Мать пришла к обеду и принесла с собой большой узел белья для стирки.
И вот с этого дня она как бы забыла о дочери. С раннего утра уходила по богатым домам. Работала там водоноской, а остаток дня неотлучно стояла у корыта, стирала белье. Когда матери не было дома, Ольга делала из одеяла теплый шатер на кровати, раскладывала возле себя тряпичные куклы и тихо играла, забывая, что в доме одна.
Мать приносила иногда подмышкой два-три полена дров, колола их во дворе, топила печку и вот только в это время в избе становилось теплей, светлей и уютней. Мать садилась к столу, возле сальной свечки, накладывала заплаты на дырявую одежду и беззвучно плакала.
В один из зимних вечеров Оля долго поджидала мать, стенные часики – «шептунки», с подвешанной к гирьке гайкой, показывали уже десять – матери не было. Девочка сторожко прислушивалась к уличному движению, боязливо подходила к окну.
На улице было тихо, морозно. Лунный свет трепетно-синеватыми тенями играл на стеклах, в складках и лепестках причудливых цветов. От этого безжизненного света луны становилось еще холоднее и тоскливее.
Мать на этот раз вернулась уже к полуночи и пришла веселая, ласковая. Она подала девочке небольшой белый калач и длинную грошевую конфету, завернутую в синюю, блестящую бумажку с кистями на концах.

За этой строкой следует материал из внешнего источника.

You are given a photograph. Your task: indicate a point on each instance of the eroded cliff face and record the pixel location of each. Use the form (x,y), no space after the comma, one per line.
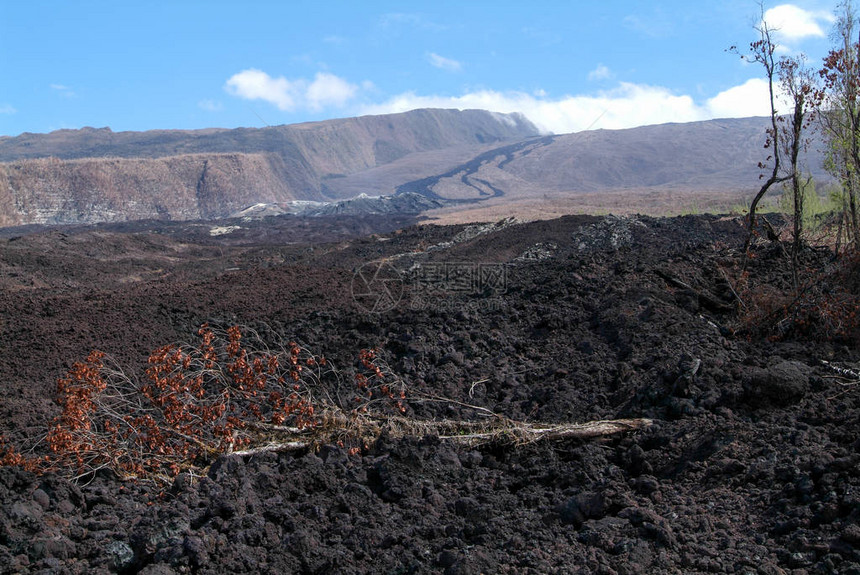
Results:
(193,186)
(88,175)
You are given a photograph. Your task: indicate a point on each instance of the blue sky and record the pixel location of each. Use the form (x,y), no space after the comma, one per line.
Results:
(568,66)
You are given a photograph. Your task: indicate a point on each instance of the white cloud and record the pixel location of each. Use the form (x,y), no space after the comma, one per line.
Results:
(749,99)
(253,84)
(443,63)
(329,90)
(210,105)
(626,106)
(600,73)
(288,95)
(63,90)
(790,22)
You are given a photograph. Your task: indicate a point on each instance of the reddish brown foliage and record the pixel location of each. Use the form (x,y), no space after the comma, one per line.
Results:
(194,402)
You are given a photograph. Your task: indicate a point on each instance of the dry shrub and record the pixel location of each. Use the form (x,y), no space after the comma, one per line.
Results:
(197,401)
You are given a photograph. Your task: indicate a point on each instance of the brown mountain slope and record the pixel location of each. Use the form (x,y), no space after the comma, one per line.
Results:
(708,164)
(98,175)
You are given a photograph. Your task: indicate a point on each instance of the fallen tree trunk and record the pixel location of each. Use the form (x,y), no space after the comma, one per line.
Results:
(464,433)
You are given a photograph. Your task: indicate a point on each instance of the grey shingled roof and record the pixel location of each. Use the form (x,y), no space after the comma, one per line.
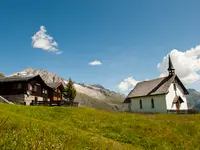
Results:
(154,87)
(54,84)
(16,78)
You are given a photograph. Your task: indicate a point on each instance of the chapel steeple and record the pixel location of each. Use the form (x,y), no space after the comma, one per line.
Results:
(171,69)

– На-ка, ешь, Олютка, есть, поди, хочешь?
Девочка вопросительно взглянула на мать. Ее удивила странная улыбка матери.
– Ты, мама, где была?
Лукерья метнула серыми глазами на дочь.
– Ну, где была, там теперь уже нет... Ложись, спи.

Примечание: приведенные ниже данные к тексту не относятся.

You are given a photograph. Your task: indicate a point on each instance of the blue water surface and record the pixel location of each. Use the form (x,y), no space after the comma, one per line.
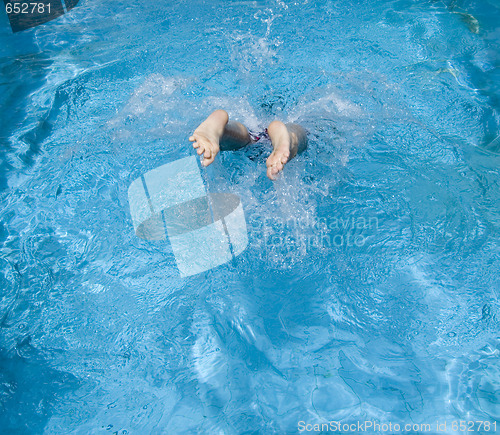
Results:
(369,289)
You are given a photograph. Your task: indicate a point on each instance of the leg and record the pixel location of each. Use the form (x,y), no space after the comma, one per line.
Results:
(216,133)
(288,140)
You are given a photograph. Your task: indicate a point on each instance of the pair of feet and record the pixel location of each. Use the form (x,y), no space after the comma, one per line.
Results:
(207,137)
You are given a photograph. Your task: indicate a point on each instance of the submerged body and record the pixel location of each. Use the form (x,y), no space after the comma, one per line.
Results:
(217,133)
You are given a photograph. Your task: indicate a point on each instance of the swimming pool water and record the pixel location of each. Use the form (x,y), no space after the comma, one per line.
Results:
(369,288)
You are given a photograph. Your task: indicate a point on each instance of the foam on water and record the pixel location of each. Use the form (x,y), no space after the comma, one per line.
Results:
(368,289)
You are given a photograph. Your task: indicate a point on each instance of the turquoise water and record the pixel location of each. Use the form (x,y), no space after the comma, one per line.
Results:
(368,288)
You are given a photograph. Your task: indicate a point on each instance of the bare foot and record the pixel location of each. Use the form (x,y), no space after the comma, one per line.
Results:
(282,144)
(206,137)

Оля хотела было лечь с ней, но Лукерья сказала:
– Иди на печь... Спи там сегодня.
С этого дня Лукерья изменилась.
Утрами она хлопотливо рылась в небольшом сундучке, доставала из него кубовое платье с тремя оборками и, надев его, прихорашивалась перед маленьким зеркальцем. Оле это нравилось. Свесив голову с печки, она следила за матерью. Один раз спросила:
– Ты, мама, куда нарядилась опять?
Мать недовольно ответила:
– Не твое дело... Мала еще. Много будешь знать, скоро состаришься.
В эту минуту вошла тетка Пелагея. Она помолилась на иконы и, заглянув на кухню, спросила с ядовитой усмешкой:
– Перед кем это ты вырядилась, сударушка?
Лукерья промолчала.
– Тебя я спрашиваю, бесстыжая?.. Из каких это видов гулянкой занялась? Где вечор была?

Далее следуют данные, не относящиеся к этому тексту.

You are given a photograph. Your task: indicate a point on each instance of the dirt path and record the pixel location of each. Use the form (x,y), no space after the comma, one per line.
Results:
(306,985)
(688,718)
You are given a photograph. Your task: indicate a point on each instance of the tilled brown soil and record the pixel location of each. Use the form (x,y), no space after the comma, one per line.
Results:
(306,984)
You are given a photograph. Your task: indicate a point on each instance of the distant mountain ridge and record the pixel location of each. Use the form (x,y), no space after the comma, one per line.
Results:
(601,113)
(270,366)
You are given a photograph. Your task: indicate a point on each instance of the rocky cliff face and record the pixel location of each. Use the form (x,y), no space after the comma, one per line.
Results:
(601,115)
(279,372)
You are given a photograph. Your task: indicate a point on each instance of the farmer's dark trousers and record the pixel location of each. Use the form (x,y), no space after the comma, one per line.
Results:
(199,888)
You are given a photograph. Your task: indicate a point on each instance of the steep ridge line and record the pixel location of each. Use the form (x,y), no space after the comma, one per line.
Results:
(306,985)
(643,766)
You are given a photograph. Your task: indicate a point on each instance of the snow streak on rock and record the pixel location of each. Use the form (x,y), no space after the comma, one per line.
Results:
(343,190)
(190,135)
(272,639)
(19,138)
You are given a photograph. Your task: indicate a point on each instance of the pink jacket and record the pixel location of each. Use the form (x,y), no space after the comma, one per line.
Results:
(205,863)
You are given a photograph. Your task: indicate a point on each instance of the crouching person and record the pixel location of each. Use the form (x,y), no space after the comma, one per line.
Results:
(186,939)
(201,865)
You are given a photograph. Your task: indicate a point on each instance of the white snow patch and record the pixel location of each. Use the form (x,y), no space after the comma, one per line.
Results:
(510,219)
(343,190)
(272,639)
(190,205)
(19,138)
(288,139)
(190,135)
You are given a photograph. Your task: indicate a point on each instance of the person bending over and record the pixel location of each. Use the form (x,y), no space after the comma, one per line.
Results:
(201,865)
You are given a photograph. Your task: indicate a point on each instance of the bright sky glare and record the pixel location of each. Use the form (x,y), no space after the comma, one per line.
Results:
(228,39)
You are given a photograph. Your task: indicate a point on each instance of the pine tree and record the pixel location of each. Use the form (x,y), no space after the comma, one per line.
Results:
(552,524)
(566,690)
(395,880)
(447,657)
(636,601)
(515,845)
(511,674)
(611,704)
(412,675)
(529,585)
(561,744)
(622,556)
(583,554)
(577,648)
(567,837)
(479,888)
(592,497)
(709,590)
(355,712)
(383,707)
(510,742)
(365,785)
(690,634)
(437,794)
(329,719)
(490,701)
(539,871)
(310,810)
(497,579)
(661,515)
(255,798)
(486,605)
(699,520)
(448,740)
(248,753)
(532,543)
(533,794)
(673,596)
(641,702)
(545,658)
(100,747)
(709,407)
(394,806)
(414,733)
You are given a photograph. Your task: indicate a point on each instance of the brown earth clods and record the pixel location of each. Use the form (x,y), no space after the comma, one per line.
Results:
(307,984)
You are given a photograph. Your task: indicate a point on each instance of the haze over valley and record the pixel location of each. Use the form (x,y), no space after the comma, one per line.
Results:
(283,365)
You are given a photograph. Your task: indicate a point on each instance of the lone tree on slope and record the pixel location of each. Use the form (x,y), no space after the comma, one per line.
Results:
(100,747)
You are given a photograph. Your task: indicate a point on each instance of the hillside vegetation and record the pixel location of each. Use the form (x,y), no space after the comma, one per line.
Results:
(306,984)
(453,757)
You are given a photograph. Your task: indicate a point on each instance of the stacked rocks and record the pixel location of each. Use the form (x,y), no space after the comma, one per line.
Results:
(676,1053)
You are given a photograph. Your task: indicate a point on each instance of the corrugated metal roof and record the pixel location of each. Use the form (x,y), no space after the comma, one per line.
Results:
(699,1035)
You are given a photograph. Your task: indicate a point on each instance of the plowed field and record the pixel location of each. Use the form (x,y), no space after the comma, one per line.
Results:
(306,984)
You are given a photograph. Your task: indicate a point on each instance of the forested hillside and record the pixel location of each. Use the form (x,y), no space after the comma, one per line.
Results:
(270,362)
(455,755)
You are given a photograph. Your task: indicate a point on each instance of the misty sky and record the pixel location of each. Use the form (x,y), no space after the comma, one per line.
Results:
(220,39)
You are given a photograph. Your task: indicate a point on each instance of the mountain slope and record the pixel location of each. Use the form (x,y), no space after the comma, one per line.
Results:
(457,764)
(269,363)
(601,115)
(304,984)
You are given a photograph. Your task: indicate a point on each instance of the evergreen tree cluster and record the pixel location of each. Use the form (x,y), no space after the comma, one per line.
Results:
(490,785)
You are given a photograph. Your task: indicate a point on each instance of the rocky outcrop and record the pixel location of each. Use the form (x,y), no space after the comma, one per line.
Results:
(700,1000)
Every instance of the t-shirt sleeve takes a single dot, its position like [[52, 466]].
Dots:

Лукерья упорно молчала, а Пелагея, краснея от злобы, подступала к сестре:
– Мать ты дочери или нет?.. Тебе я говорю?.. Отберу я девку у тебя... Отдам в монастырь ее. Ах ты, потихоня!.. Только я еще узнаю... Приду со старостой и все твое имение опишу. Что выдумала, а!?. У мужа еще ноги не остыли, а она... Что выдумала?!.
Лукерья схватила ватную кофту, торопливо надела ее на себя. Подвязала голову пестрым кашемировым платком и, встав перед сестрой, сказала:
– Нонче нет такой моды, чтобы имущество описывать у матери. Тебе ладно, у тебя под боком кормилец-мужик, ты не знаешь нужды, а я... Тошно мне!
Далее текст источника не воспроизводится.